先輩から逃れるように教室近くのトイレに駆け込むと、鏡を見て驚いた。絵を一目見ただけなのに、私は目が真っ赤になるほど泣いていた。ハンカチを湿らせて目元に当てていれば、昼休み終了のチャイムが聞こえてくる。結局、お弁当は食べられなかった。
 授業開始ギリギリに教室に戻ると、眉を下げて申し訳なさそうな顔をした早紀と目が合う。何か言いたげだったけど、入ってきた数学の先生の号令によって、言葉を交わすことなく席に着いた。
 しばらく授業を受けていると、先生が背を向けたタイミングで早紀から小さく折り畳まれた手紙が回ってくる。
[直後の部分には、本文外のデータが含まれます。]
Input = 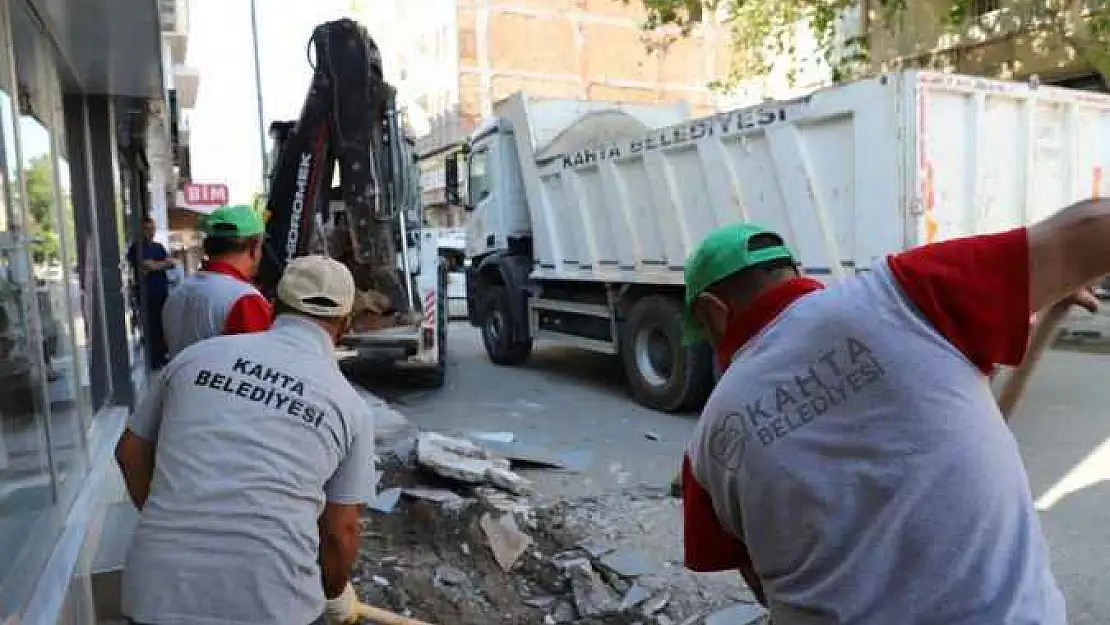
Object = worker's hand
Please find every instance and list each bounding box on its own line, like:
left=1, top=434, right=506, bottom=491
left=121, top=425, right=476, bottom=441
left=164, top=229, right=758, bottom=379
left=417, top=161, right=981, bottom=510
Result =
left=1063, top=286, right=1099, bottom=313
left=324, top=582, right=359, bottom=625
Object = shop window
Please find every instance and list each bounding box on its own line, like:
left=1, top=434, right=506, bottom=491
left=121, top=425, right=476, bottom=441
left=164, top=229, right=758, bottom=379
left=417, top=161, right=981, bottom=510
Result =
left=12, top=3, right=90, bottom=507
left=0, top=3, right=56, bottom=622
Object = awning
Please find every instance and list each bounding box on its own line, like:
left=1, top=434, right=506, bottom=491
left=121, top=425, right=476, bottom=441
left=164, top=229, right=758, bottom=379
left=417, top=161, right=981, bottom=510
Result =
left=27, top=0, right=163, bottom=99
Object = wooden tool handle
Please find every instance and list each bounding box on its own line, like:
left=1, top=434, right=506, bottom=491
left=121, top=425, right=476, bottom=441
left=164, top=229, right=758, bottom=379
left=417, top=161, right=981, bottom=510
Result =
left=359, top=602, right=432, bottom=625
left=998, top=301, right=1071, bottom=421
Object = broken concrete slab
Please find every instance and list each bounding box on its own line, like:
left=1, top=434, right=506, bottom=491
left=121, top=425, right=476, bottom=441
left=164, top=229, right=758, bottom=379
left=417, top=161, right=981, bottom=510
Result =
left=522, top=595, right=555, bottom=609
left=705, top=603, right=767, bottom=625
left=354, top=385, right=415, bottom=443
left=482, top=441, right=566, bottom=468
left=577, top=536, right=617, bottom=557
left=474, top=486, right=533, bottom=515
left=401, top=488, right=465, bottom=505
left=416, top=432, right=493, bottom=484
left=466, top=432, right=516, bottom=444
left=435, top=564, right=466, bottom=586
left=416, top=432, right=488, bottom=460
left=620, top=584, right=652, bottom=612
left=478, top=512, right=532, bottom=573
left=369, top=488, right=401, bottom=514
left=599, top=545, right=657, bottom=578
left=547, top=599, right=578, bottom=625
left=486, top=467, right=532, bottom=495
left=568, top=562, right=620, bottom=618
left=639, top=592, right=670, bottom=616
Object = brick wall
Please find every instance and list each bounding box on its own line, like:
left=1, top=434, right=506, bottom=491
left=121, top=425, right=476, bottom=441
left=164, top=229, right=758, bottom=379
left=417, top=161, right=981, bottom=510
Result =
left=457, top=0, right=728, bottom=137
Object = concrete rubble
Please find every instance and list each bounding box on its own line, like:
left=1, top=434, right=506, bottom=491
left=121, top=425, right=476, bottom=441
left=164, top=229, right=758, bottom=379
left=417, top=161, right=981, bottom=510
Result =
left=480, top=513, right=532, bottom=572
left=356, top=432, right=760, bottom=625
left=416, top=432, right=532, bottom=495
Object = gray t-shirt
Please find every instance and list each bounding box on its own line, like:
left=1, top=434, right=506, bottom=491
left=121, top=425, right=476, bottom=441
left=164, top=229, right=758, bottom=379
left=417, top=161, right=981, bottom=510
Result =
left=687, top=263, right=1067, bottom=625
left=162, top=271, right=262, bottom=357
left=123, top=315, right=374, bottom=625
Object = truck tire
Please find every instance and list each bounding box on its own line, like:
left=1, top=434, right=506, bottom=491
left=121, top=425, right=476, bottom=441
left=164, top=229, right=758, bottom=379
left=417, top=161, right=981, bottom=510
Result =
left=481, top=284, right=532, bottom=365
left=620, top=295, right=714, bottom=412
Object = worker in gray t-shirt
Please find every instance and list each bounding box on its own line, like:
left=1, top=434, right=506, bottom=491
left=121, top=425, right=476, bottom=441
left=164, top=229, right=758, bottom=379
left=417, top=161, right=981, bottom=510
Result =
left=117, top=256, right=374, bottom=625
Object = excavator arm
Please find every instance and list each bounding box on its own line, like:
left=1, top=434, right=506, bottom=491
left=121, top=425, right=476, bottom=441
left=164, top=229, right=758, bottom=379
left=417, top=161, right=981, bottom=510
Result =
left=258, top=19, right=412, bottom=311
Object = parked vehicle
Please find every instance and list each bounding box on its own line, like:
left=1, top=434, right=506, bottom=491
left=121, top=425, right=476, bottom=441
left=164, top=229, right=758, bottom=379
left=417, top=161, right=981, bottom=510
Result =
left=447, top=71, right=1110, bottom=411
left=258, top=19, right=447, bottom=386
left=432, top=228, right=470, bottom=320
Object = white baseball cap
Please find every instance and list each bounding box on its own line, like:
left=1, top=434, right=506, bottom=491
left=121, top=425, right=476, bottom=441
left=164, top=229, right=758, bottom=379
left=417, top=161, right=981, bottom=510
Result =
left=278, top=255, right=354, bottom=317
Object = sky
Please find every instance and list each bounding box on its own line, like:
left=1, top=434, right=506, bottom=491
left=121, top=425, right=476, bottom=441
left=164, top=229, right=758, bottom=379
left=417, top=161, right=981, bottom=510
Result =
left=185, top=0, right=351, bottom=203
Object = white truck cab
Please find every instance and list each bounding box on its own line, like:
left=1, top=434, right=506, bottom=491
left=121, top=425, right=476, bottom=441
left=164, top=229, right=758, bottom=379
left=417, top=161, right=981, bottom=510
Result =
left=447, top=71, right=1110, bottom=411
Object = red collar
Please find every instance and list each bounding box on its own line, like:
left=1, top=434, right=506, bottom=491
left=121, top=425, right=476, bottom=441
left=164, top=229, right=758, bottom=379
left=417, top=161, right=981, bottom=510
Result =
left=716, top=278, right=825, bottom=371
left=201, top=261, right=251, bottom=284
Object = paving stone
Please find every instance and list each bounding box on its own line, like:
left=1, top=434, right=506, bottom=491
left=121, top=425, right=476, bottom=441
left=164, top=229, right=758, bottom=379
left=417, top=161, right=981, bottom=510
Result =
left=569, top=563, right=619, bottom=618
left=705, top=603, right=767, bottom=625
left=478, top=512, right=532, bottom=572
left=601, top=546, right=658, bottom=577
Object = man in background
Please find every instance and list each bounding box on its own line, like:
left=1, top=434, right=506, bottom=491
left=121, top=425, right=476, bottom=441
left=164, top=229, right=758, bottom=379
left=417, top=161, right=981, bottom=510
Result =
left=162, top=205, right=273, bottom=357
left=128, top=215, right=176, bottom=370
left=115, top=256, right=374, bottom=625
『佐知へ。ごめんね。まさか泣くなんて思わなかった。もし部活やるって決めたら教えてね 早紀』

 早紀が気付くほど、まだ目元の腫れは治まっていないらしい。鏡を見ないと確認出来ないのは難儀なものだ。私が泣いた理由があの絵と再会したからなど、早紀は想像もしていないだろう。
 また会えると思って入学した矢先、多くの人になかったことにされたあの絵を諦めかけていたのに、ひっそりを息をひそめていたことが何よりも嬉しかった。
 ……嬉しかったはず、なのに。
 部外者なのに悔しい思いが胸を絞めつける。
 だから、早紀は何も悪くない。回ってきた手紙に返事をさらっと書く。
「次の問題をー……(ふる)(はた)!」
 いつの間にか先生がこちらを向いており、私の前の席に座る古畑さんを指名した。黒板の上から下までびっしり書かれた問題は、しばらく先生が背を向けることはない。
 返事を書き終えた手紙を折り畳んでペンケースに隠すと、黒板に書かれた問題をノートに写して解き始める。シャーペンを走らせた字は焦っていたせいか、かすれていた。
 手紙は授業中に回せるタイミングがなく、そのまま授業を終えたてすぐ早紀に正面から渡した。
 相変わらず眉をひそめていたけれど「ちゃんと回してよね、心配になるじゃん!」といって、授業中に出された問題が解けなかったことを私に批難する。授業中に手紙を回すことの方が悪いような気がすると、喉まで出かかった言葉はまた飲み込んだ。